If the Fed has only a very limited capacity to mitigate inflation in non-recessionary ways, however, then other policy-makers will need to step up to the plate. Today, the cost of rental housing is rising by nearly 6 percent, largely because America has long failed to build enough housing to keep pace with demand, especially in job-rich metro areas. Jerome Powell cannot conjure new housing developments by nudging up mortgage rates. Only land-use reform and public investment can produce abundant housing and, thus, lower rents. The Fed does not even pretend to control energy prices. Yet few forms of inflation weigh more heavily on America’s household budgets than rising gas bills. Only measures that incentivize across-the-board energy production in the short term, and green technology in the long run, can slash the cost of fuel.

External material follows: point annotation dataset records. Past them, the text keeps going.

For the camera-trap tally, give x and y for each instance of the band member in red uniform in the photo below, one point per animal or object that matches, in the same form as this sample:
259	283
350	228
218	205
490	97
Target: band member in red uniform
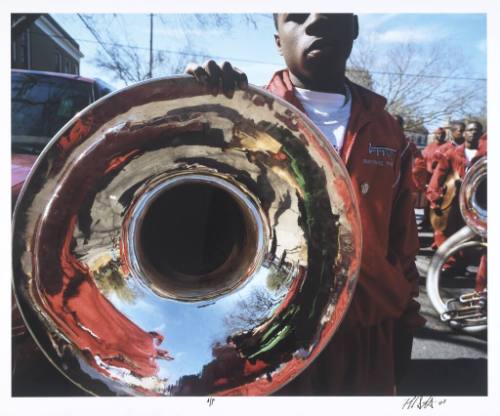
373	344
458	160
450	171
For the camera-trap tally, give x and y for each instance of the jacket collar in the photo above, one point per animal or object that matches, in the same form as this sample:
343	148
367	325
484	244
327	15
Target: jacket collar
366	105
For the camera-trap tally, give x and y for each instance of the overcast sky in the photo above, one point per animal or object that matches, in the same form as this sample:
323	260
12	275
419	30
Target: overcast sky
254	51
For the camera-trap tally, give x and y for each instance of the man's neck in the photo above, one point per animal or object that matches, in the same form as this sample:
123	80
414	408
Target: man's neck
334	84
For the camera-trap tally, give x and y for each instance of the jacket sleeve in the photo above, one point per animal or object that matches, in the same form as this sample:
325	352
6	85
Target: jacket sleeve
434	189
403	241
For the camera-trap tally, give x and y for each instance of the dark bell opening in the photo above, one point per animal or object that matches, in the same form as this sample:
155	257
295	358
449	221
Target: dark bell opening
480	196
192	229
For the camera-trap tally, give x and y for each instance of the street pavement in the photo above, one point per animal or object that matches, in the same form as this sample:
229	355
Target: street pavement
445	362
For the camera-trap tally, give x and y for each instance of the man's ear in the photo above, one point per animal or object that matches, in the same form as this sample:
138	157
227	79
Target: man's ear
277	40
355	27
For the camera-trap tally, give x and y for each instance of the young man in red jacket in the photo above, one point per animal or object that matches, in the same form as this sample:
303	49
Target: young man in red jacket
373	344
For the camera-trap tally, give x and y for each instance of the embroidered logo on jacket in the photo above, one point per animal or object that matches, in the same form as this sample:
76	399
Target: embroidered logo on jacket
380	155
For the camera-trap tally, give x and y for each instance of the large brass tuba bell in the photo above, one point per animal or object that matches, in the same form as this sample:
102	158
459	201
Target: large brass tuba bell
169	242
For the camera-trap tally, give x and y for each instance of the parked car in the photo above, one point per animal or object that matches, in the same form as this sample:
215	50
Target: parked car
42	103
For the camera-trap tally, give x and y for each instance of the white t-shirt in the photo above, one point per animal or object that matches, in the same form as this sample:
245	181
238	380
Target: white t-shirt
469	154
330	112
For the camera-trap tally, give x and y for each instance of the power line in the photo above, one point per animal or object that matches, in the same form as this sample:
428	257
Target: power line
253	61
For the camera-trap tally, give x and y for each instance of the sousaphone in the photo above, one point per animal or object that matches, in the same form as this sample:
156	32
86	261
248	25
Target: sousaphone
171	242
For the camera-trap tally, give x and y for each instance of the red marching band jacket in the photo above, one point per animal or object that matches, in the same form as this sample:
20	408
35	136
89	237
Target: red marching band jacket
379	161
452	159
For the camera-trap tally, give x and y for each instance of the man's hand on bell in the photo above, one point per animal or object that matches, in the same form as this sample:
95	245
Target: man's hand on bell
225	78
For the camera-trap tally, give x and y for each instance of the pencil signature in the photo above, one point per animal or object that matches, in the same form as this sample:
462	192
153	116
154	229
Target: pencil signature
422	402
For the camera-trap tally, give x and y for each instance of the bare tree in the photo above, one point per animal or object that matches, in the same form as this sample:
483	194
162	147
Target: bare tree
426	84
132	63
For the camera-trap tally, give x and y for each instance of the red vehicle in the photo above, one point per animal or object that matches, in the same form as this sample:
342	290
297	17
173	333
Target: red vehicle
42	103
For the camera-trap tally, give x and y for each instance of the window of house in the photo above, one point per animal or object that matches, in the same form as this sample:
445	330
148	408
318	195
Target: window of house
14	52
23	56
58	66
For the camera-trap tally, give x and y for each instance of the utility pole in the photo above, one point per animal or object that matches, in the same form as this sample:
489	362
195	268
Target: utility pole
150	75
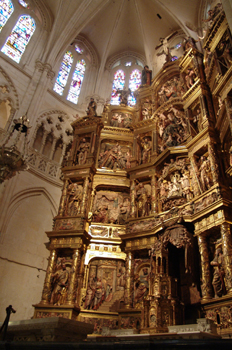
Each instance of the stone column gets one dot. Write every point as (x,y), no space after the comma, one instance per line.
(63,153)
(227,254)
(128,286)
(153,194)
(53,148)
(206,286)
(84,199)
(73,279)
(43,141)
(63,198)
(132,195)
(227,7)
(213,163)
(48,277)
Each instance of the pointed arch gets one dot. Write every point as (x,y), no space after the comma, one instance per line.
(19,38)
(63,74)
(6,10)
(134,83)
(77,80)
(118,83)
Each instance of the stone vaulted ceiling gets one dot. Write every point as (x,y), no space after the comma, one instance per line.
(115,26)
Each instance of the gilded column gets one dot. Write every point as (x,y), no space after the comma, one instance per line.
(63,198)
(194,176)
(48,277)
(213,163)
(91,204)
(227,254)
(132,195)
(81,277)
(73,279)
(128,286)
(206,287)
(153,194)
(85,189)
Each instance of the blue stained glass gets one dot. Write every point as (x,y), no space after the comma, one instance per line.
(6,10)
(24,3)
(177,46)
(134,83)
(118,83)
(174,58)
(63,74)
(76,83)
(80,51)
(20,36)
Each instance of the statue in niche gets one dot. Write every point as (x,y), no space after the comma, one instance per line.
(218,274)
(175,189)
(82,151)
(124,212)
(145,144)
(171,89)
(172,128)
(143,199)
(212,13)
(75,194)
(141,285)
(124,94)
(114,157)
(197,119)
(166,48)
(146,76)
(205,173)
(225,55)
(146,109)
(59,284)
(92,108)
(190,78)
(121,276)
(189,43)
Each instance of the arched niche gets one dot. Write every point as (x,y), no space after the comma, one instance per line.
(5,112)
(48,145)
(58,151)
(38,139)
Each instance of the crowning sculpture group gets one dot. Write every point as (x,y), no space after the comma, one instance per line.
(143,186)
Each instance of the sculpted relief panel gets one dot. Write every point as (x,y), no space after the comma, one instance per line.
(114,156)
(111,207)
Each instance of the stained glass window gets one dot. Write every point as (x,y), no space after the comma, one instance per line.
(134,83)
(76,83)
(24,3)
(77,48)
(177,46)
(6,10)
(174,58)
(20,36)
(118,83)
(63,74)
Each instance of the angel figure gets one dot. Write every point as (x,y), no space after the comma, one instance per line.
(166,49)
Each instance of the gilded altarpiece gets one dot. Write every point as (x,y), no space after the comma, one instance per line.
(142,238)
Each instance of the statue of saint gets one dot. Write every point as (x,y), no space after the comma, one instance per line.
(82,151)
(92,108)
(146,149)
(218,275)
(60,280)
(146,76)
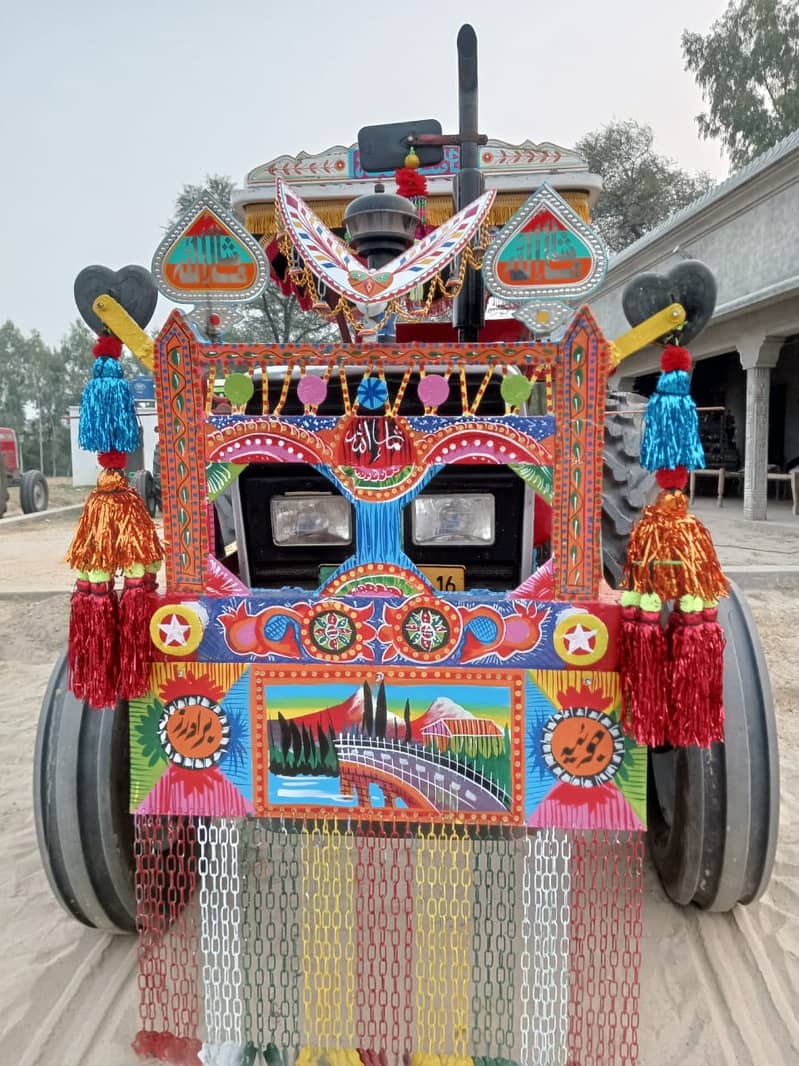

Beyond addressing sector-specific supply constraints, it may also be necessary to suppress broad-based demand, especially if inflation outlives the Ukraine crisis (or if that crisis persists indefinitely). But there are surely more targeted and effective ways of doing this than fiddling with interest rates. For example, Congress could pass legislation forcing (or strongly encouraging) workers to save a fraction of their paychecks in interest-bearing accounts or government-guaranteed investment vehicles.

Such reforms may not be politically tenable today. Given our existing balance of power and array of institutions, raising interest rates may be the best anti-inflation tool we’ve got. But that is itself a kind of crisis. We can’t afford to keep relying on policy instruments that are more familiar than effective. The price of complacency is too damn high.